電気と水で合成、経済的で環境負荷の低いアミノ酸の製造は可能か

 九州大学カーボンニュートラル・エネルギー国際研究所の福嶋貴学術研究員と山内美穂教授らは、木の幹や端材などの木質バイオマスから電気と水で効率よくアミノ酸を合成することに成功した。安全で安価な酸化チタンを電極に使い、アミノ酸を連続的に合成できる装置を開発した。目的とするアミノ酸を約95%の割合で合成でき、これまでの報告よりも反応効率は10倍以上向上した。経済的で環境負荷の低いアミノ酸の製造の実現が期待される。  生物の重要な構成要素のアミノ酸は、飼料添加物や医薬品などの材料となる。現在は発酵法でアミノ酸が生産されている。だが微生物の培養に大量のエネルギーが必要で、分離や精製工程が複雑だった。化学的な合成方法は有毒物質が使われるため、食品や医薬品などの用途に使えないという課題があった。  研究グループは、電気と水を使い木質バイオマスから抽出した有機酸と窒素を含む化合物を反応させた。
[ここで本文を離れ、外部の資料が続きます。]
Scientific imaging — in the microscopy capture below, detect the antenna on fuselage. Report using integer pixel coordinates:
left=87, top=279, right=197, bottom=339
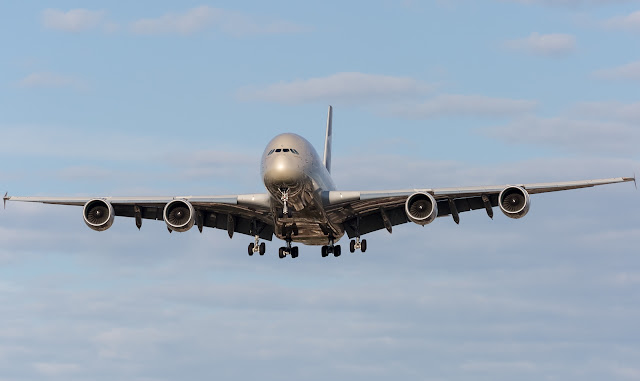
left=322, top=106, right=333, bottom=173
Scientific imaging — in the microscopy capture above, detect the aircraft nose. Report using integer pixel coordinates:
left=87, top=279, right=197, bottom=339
left=264, top=154, right=300, bottom=185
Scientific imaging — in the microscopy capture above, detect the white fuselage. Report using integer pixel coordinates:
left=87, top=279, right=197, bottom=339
left=261, top=133, right=344, bottom=245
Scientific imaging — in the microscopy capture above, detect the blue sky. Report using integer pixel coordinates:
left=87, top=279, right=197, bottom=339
left=0, top=0, right=640, bottom=380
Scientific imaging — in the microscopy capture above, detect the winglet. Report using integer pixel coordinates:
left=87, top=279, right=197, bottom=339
left=322, top=106, right=333, bottom=173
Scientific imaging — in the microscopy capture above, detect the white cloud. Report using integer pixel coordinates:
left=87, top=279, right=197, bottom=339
left=33, top=362, right=80, bottom=377
left=602, top=11, right=640, bottom=31
left=390, top=94, right=537, bottom=119
left=570, top=101, right=640, bottom=124
left=237, top=72, right=432, bottom=103
left=593, top=61, right=640, bottom=80
left=484, top=117, right=640, bottom=154
left=18, top=72, right=87, bottom=90
left=504, top=32, right=576, bottom=57
left=130, top=5, right=306, bottom=37
left=42, top=9, right=106, bottom=32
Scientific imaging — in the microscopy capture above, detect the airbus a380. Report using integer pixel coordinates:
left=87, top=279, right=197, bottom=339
left=4, top=106, right=635, bottom=258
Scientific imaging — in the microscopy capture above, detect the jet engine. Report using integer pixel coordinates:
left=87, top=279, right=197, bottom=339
left=163, top=200, right=196, bottom=232
left=404, top=192, right=438, bottom=226
left=82, top=199, right=116, bottom=232
left=498, top=186, right=531, bottom=218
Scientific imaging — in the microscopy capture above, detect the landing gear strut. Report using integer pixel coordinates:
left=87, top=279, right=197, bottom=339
left=322, top=237, right=342, bottom=258
left=249, top=236, right=266, bottom=255
left=349, top=237, right=367, bottom=253
left=280, top=188, right=291, bottom=218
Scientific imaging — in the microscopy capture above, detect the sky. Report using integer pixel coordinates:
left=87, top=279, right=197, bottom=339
left=0, top=0, right=640, bottom=381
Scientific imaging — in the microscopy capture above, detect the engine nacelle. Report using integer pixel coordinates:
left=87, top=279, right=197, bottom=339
left=404, top=192, right=438, bottom=226
left=162, top=200, right=196, bottom=232
left=82, top=198, right=116, bottom=232
left=498, top=186, right=531, bottom=218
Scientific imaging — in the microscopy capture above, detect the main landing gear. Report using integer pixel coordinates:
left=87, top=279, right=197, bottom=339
left=349, top=237, right=367, bottom=253
left=249, top=236, right=266, bottom=255
left=322, top=238, right=342, bottom=258
left=278, top=240, right=298, bottom=258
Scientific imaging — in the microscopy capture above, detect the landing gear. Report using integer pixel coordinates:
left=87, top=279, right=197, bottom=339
left=321, top=238, right=342, bottom=258
left=278, top=239, right=299, bottom=258
left=349, top=237, right=367, bottom=253
left=248, top=236, right=266, bottom=255
left=278, top=188, right=291, bottom=218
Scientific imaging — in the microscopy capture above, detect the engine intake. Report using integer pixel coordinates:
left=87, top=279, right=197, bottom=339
left=82, top=199, right=115, bottom=232
left=404, top=192, right=438, bottom=226
left=498, top=186, right=531, bottom=218
left=163, top=200, right=196, bottom=232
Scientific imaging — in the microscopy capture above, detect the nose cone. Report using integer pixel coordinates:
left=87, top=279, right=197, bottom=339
left=263, top=154, right=302, bottom=186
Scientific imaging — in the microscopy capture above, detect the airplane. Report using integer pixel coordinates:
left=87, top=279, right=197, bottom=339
left=3, top=106, right=636, bottom=258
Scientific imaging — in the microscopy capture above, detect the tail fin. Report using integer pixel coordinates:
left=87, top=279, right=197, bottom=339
left=323, top=106, right=333, bottom=173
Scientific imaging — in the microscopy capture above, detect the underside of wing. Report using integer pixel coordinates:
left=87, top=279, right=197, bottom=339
left=4, top=193, right=274, bottom=240
left=325, top=177, right=635, bottom=238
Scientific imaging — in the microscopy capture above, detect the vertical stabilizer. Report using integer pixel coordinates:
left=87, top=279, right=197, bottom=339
left=322, top=106, right=333, bottom=173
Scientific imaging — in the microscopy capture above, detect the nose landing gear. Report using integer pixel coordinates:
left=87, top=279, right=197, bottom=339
left=321, top=237, right=342, bottom=258
left=248, top=236, right=266, bottom=255
left=349, top=237, right=367, bottom=253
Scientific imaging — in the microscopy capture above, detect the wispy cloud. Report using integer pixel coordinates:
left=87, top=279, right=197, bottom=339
left=483, top=116, right=640, bottom=153
left=504, top=33, right=576, bottom=57
left=390, top=94, right=537, bottom=119
left=18, top=72, right=87, bottom=90
left=500, top=0, right=635, bottom=8
left=602, top=11, right=640, bottom=32
left=593, top=61, right=640, bottom=80
left=237, top=72, right=433, bottom=103
left=42, top=8, right=106, bottom=33
left=130, top=5, right=308, bottom=37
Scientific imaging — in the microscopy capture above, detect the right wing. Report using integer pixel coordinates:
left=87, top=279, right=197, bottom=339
left=325, top=177, right=635, bottom=238
left=3, top=193, right=274, bottom=241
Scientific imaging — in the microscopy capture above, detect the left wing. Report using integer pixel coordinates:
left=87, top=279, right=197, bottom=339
left=3, top=193, right=274, bottom=241
left=325, top=177, right=636, bottom=238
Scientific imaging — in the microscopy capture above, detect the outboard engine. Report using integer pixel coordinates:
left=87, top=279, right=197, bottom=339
left=82, top=199, right=116, bottom=232
left=404, top=192, right=438, bottom=226
left=498, top=186, right=531, bottom=218
left=162, top=200, right=196, bottom=232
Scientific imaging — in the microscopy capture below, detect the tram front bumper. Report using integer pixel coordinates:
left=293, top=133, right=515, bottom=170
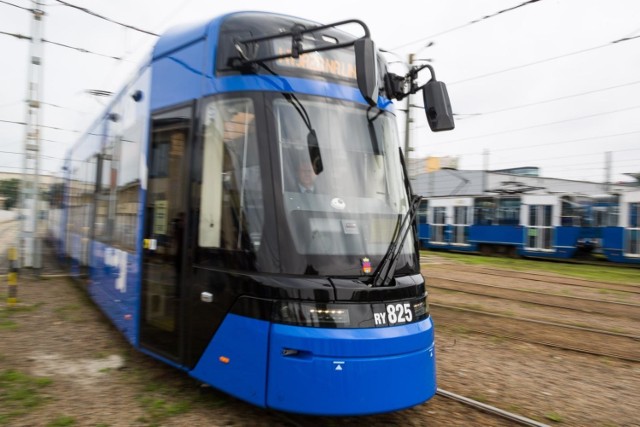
left=266, top=317, right=436, bottom=415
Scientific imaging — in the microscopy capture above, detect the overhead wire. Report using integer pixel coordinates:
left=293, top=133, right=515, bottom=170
left=0, top=0, right=33, bottom=12
left=55, top=0, right=159, bottom=37
left=0, top=31, right=122, bottom=61
left=450, top=80, right=640, bottom=118
left=391, top=0, right=540, bottom=50
left=413, top=105, right=640, bottom=140
left=447, top=34, right=640, bottom=86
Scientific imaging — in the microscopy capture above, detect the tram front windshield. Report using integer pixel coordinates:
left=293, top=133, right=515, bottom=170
left=197, top=93, right=418, bottom=277
left=273, top=98, right=413, bottom=275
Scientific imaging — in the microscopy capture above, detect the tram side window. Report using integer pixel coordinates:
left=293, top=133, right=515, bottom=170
left=198, top=99, right=264, bottom=260
left=473, top=198, right=496, bottom=225
left=629, top=203, right=640, bottom=228
left=498, top=198, right=520, bottom=225
left=418, top=200, right=429, bottom=224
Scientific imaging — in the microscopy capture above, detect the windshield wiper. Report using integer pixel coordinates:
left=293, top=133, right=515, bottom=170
left=371, top=149, right=422, bottom=287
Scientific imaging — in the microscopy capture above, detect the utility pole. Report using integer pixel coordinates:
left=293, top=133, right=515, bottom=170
left=19, top=0, right=44, bottom=269
left=604, top=151, right=611, bottom=193
left=404, top=53, right=415, bottom=159
left=482, top=148, right=489, bottom=194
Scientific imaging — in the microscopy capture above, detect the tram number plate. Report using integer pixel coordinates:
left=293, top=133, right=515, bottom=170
left=373, top=302, right=415, bottom=326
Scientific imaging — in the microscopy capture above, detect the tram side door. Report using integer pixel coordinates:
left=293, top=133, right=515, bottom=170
left=625, top=202, right=640, bottom=256
left=525, top=205, right=553, bottom=250
left=140, top=107, right=192, bottom=361
left=429, top=206, right=446, bottom=243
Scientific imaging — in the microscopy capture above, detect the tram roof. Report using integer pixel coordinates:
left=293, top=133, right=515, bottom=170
left=152, top=11, right=328, bottom=60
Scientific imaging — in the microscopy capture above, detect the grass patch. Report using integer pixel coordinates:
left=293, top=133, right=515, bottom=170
left=53, top=304, right=82, bottom=322
left=47, top=415, right=76, bottom=427
left=422, top=251, right=640, bottom=285
left=0, top=369, right=52, bottom=425
left=139, top=396, right=191, bottom=426
left=544, top=412, right=564, bottom=423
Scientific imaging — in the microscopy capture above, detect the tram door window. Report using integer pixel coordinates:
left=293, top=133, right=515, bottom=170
left=140, top=108, right=192, bottom=360
left=625, top=203, right=640, bottom=255
left=526, top=205, right=553, bottom=250
left=418, top=200, right=429, bottom=225
left=452, top=206, right=469, bottom=245
left=429, top=206, right=446, bottom=243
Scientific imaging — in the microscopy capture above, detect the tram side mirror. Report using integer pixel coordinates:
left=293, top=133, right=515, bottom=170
left=422, top=79, right=455, bottom=132
left=353, top=38, right=378, bottom=106
left=307, top=129, right=324, bottom=175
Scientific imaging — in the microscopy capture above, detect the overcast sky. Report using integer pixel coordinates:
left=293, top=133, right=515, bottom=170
left=0, top=0, right=640, bottom=181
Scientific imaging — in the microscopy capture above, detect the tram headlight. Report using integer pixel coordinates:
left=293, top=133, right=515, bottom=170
left=274, top=301, right=351, bottom=328
left=413, top=293, right=429, bottom=317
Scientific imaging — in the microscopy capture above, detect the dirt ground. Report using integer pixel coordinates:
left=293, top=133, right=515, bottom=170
left=0, top=258, right=640, bottom=426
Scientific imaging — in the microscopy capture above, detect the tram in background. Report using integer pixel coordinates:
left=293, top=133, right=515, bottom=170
left=418, top=191, right=640, bottom=263
left=52, top=12, right=454, bottom=415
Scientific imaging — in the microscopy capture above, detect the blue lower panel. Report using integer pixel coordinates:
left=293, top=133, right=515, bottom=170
left=267, top=318, right=436, bottom=415
left=190, top=314, right=269, bottom=406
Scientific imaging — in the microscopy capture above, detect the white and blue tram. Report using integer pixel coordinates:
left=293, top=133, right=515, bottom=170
left=53, top=12, right=454, bottom=415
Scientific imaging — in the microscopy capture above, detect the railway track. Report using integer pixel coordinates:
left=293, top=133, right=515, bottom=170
left=429, top=303, right=640, bottom=363
left=425, top=266, right=640, bottom=294
left=436, top=388, right=548, bottom=427
left=271, top=388, right=549, bottom=427
left=428, top=276, right=640, bottom=320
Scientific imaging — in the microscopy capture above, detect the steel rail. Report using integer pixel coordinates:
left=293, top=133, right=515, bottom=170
left=427, top=276, right=640, bottom=319
left=436, top=388, right=549, bottom=427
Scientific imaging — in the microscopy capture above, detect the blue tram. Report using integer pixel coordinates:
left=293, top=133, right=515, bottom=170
left=52, top=12, right=454, bottom=415
left=418, top=191, right=640, bottom=263
left=419, top=194, right=597, bottom=259
left=602, top=191, right=640, bottom=264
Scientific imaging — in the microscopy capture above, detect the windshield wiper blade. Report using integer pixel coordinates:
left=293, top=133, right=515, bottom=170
left=371, top=149, right=422, bottom=287
left=371, top=196, right=422, bottom=287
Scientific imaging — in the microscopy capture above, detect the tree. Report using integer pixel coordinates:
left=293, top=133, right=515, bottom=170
left=0, top=178, right=20, bottom=209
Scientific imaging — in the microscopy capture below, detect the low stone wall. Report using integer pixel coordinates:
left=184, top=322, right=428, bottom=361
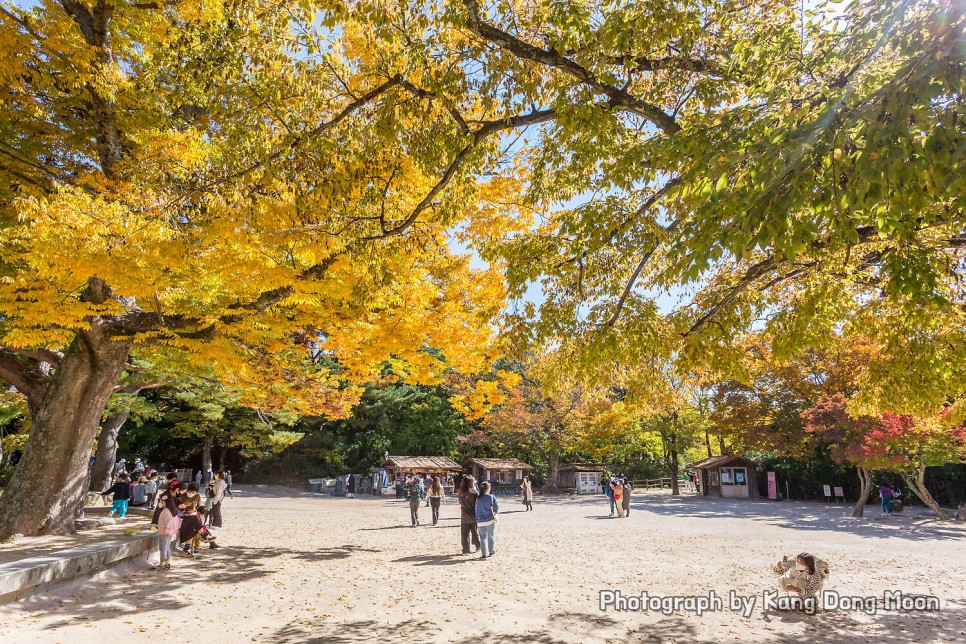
left=0, top=533, right=157, bottom=603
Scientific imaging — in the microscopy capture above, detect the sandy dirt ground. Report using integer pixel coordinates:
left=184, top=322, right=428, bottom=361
left=0, top=486, right=966, bottom=644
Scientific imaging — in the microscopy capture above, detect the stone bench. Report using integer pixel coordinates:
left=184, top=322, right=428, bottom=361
left=0, top=534, right=157, bottom=603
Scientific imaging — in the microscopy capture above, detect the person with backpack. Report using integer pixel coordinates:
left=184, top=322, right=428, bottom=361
left=426, top=476, right=445, bottom=525
left=205, top=472, right=228, bottom=528
left=101, top=474, right=131, bottom=518
left=879, top=483, right=893, bottom=517
left=406, top=475, right=423, bottom=528
left=157, top=492, right=181, bottom=571
left=520, top=475, right=533, bottom=512
left=345, top=473, right=356, bottom=499
left=476, top=481, right=500, bottom=559
left=604, top=476, right=615, bottom=516
left=610, top=479, right=624, bottom=518
left=458, top=476, right=480, bottom=555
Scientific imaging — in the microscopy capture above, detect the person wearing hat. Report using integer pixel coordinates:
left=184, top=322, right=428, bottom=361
left=131, top=476, right=148, bottom=508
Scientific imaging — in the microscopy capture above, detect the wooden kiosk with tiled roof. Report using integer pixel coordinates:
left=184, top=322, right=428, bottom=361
left=688, top=454, right=758, bottom=499
left=382, top=455, right=463, bottom=497
left=463, top=458, right=533, bottom=494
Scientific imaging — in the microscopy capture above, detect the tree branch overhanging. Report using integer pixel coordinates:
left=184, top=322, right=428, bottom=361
left=463, top=0, right=681, bottom=134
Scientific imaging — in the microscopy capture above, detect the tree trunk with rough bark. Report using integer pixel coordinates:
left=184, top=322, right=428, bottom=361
left=0, top=328, right=131, bottom=539
left=852, top=467, right=872, bottom=517
left=669, top=449, right=681, bottom=496
left=90, top=409, right=131, bottom=492
left=201, top=429, right=215, bottom=477
left=544, top=449, right=560, bottom=492
left=902, top=466, right=949, bottom=521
アラニンやグリシンなどの7種類のアミノ酸を選択的に効率よく合成できた。中でもロイシンやチロシンなどの4種類のアミノ酸は、電気を使った手法では初めて合成できた。  電気と水を使った手法では、これまで有毒な鉛や水銀、高価な白金を電極に使ってアミノ酸を合成した例はあったが、反応効率や選択性が低かった。  研究成果は1日、英化学誌ケミカル・コミュニケーションズ電子版に掲載される。